Building Oppilo - My Own Ad Blocker


Ad-blockers work in two ways.

One, by blocking requests to ad-servers (like google ad services, doubleclick, etc.)

Two, by hiding content that looks like an advertisment, so that you never see it! Consider Facebook or Twitter where most ads you see are actually sponsored or promoted content.

Oppilo is a chrome extension that blocks all network calls that try to seep through to reach an ad server.

It is incredibly easy to code this up, and is just a few lines of javascript, look!

chrome.webRequest.onBeforeRequest.addListener(
    function() {
      return {cancel: true};
    },
    { urls: [
      "*://*.googleadservices.com/*",
      "*://*.googlesyndication.com/*",
      "*://*.doubleclick.net/*"
    ]},
    ["blocking"]
  );

From the documentation -

The onBeforeRequest is fired when a request is about to occur. This event is sent before any TCP connection is made and can be used to cancel or redirect requests.

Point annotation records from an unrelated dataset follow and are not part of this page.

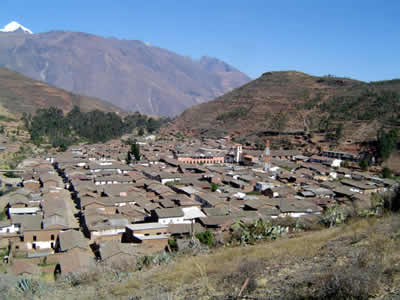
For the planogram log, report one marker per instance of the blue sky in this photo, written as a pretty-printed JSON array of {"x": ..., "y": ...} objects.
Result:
[{"x": 358, "y": 39}]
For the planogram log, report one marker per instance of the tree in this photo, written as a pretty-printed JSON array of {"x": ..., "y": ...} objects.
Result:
[
  {"x": 386, "y": 173},
  {"x": 339, "y": 132},
  {"x": 386, "y": 143},
  {"x": 364, "y": 165},
  {"x": 141, "y": 132},
  {"x": 128, "y": 158},
  {"x": 135, "y": 150}
]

And that is exactly what we do to block ads! We intercept outgoing network connections that lead to ad-servers, and cancel them.

In the code above, the onBeforeRequest takes three parameters - a callback, a filter that can filter requests based on URLs, image requests, etc, and an optional array that specifies how the callback function is to be handled.
For instance, our optional array in the code above contains blocking, which indicates that the callback function should be handled synchronously. This is crucial for cancelling the request as the request is blocked until the callback returns, which eventually returns cancel: true.

That's it! That is the crux of this simple ad blocker! 🙂

Add a manifest to it, and the chrome extension named Oppilo (because Latin words make for fancy names. 😛) is ready! Be sure to add permissions, and link your javascript file to run in the background. (Code here)

I've added only three URLs for filtering. You can expand your list to block away ads from more providers. Here is an exhaustive list.
Also, AdblockPlus is open source and you can look at all of its code here.